14 Haziran 2022 Salı

 Şimdi sürdüğü haliyle; 


Senin ellerin sürükledi beni buraya,

Bu açık yerde bak! Benimle birliktesin ve yansımamla

Sana durma! demek isterdim. Ellerinde tutuyorken hayatımı,

Bakma diyemezdim. Görme, diyemezdim.

Sana Hayır! demek bir seçenek değildi benim için.

Karşına gelmek bir yokluğu, bir terk edişle birlikte çağırıyordu!

Yüzüme bak!

Bana bak!



Benimle konuşmak zorundasın.

Ve duymak zorundasın, sana sesleniyorken ben.

Beni, tekrar var edebilmek mümkün olsa eğer,

Yine de terk edebilir miydin!

Sana soruyorum! Burada karşımda duruyorsun!

Bu giysiler, o gülüş ve bakış!

Şimdi karşındaki kim?

Kim bakıyor sana?

Kim var bu gözlerin içinde?

Neden sana seslenmedim sanıyorsun senelerdir? 

Neden duymadın sesimi? 

Neden?


Cevap ver bana!


Beni ellerinle yok oluşa sürüklerken; hiç yandı mı canın? 

5 Mart 2022 Cumartesi

 

Bu mekanın seslerini, görünümünü, anlatılarını, suskunluklarını, diyaloglarını ve sessizliklerini anlamaya çalışıyor, yinelenen bir yabancılık duygusuyla şu soruyu soruyordu kendine; Kimdi bu insanlar? Nereden geliyor ve yüzlerindeki ince çizgileri, çoğalan ve bağışlayan görünümleriyle, ellerini doğrulttukları ve gizledikleri yerlerden hangi gerekçelere dayanarak çıkartıyor; sözcükleri nasıl büyük bir iştahla ve arzuya dayanarak sarf ediyorlardı?

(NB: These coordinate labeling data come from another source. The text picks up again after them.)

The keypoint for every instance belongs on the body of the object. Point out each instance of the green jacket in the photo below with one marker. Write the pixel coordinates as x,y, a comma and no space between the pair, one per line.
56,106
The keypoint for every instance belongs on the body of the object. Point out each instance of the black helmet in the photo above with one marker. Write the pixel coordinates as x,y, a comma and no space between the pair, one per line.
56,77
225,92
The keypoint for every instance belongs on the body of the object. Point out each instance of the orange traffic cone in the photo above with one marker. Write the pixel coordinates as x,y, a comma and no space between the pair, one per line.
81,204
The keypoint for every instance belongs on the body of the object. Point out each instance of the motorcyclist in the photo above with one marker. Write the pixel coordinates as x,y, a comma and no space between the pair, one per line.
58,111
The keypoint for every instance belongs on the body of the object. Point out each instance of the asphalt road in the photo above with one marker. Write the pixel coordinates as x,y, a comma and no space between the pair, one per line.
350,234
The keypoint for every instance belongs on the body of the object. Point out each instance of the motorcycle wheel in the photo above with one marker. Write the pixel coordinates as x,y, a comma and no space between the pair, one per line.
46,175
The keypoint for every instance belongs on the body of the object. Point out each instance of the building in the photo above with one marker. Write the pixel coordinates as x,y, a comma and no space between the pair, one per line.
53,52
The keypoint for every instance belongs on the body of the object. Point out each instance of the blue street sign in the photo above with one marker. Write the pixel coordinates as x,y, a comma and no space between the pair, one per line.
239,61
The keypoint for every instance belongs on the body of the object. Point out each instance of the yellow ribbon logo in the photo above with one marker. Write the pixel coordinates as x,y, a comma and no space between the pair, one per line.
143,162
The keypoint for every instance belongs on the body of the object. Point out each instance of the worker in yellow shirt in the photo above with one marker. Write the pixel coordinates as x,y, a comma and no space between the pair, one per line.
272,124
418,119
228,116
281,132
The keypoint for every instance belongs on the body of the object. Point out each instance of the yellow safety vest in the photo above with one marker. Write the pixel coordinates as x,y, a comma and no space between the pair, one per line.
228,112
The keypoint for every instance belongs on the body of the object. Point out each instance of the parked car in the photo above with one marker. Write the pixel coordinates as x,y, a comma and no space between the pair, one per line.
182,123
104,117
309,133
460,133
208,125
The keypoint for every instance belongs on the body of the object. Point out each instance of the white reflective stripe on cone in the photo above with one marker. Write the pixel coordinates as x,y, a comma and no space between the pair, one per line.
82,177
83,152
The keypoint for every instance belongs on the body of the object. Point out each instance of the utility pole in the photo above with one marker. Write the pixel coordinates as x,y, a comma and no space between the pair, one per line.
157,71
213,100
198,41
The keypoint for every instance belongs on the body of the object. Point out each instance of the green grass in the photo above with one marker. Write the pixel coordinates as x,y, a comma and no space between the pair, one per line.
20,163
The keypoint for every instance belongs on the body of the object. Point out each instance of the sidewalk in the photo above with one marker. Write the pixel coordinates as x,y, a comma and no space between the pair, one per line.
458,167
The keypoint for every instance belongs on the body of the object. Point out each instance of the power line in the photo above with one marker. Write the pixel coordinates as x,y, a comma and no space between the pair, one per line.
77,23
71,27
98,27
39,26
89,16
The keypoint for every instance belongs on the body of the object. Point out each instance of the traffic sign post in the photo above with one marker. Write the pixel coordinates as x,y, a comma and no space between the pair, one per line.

Uzaklığını anlayabiliyordu; imkanlarını dayanaksız bir çözülüşle terk ettiği ince bir sesin arkasına sığınarak şöyle söylüyordu;

‘’Merhaba, hoşgeldiniz. Ne istersiniz?’’

Duyguları, mimikleri, imaları, kaygıyı ve korkuyu, nefreti, tiksinti ve çekinmeyi anlayabiliyordu. Neydi peki tam olarak yabancı gelen, anlam verilemeyen?

Gerçeği ayırt edebilmek için, hangi kurgulara dayanmak gerekliydi? Hangi imaları açık etmek ve kapalı hangi sözcüğü susarak ve telaşla geçiştirmek gerekliydi?

Uzatılan bakışlar, kıvrılan bir dudak , içe dönen bir avuç, sıkılan bir yumruk, gereğinden fazla süren bir yineleme haliyle tekrarlanan cümleler, an’lar (hatırladıkça bozunan),  

Duygular iyi ve kullanışlıydı. Üzgün olabilirdi. Şaşırabilir, üzülebilir, öfkelenebilirdi. Umursamaz bir görünümle tedirginliğini gizleyerek, üzerinden geçilmiş her ek ve takının bir bir yerleri tespit edilebilir; düşünceler ve kurgular tahmin edilebilir ve böylece nihayetinde olduğu yerden bakarak yeniden tekrar edilebilirdi aynı bayağılık ve tonlamayla. Bir yansımayla ancak anlam kazanabiliyordu her şey. Bir gölge ve silik bir silüet belirli yerlerden belirsiz anlarda seçilebiliyordu. Buydu tam olarak o’nu oluşturan;

 

‘’Merhaba, hoşgeldiniz. Ne isterdiniz?’’

Gün aşırı devam eden bir ses;

‘’Döneceğinizi düşündüğünüz yöne doğru neden ilerlemediğinizi varsayıyorum.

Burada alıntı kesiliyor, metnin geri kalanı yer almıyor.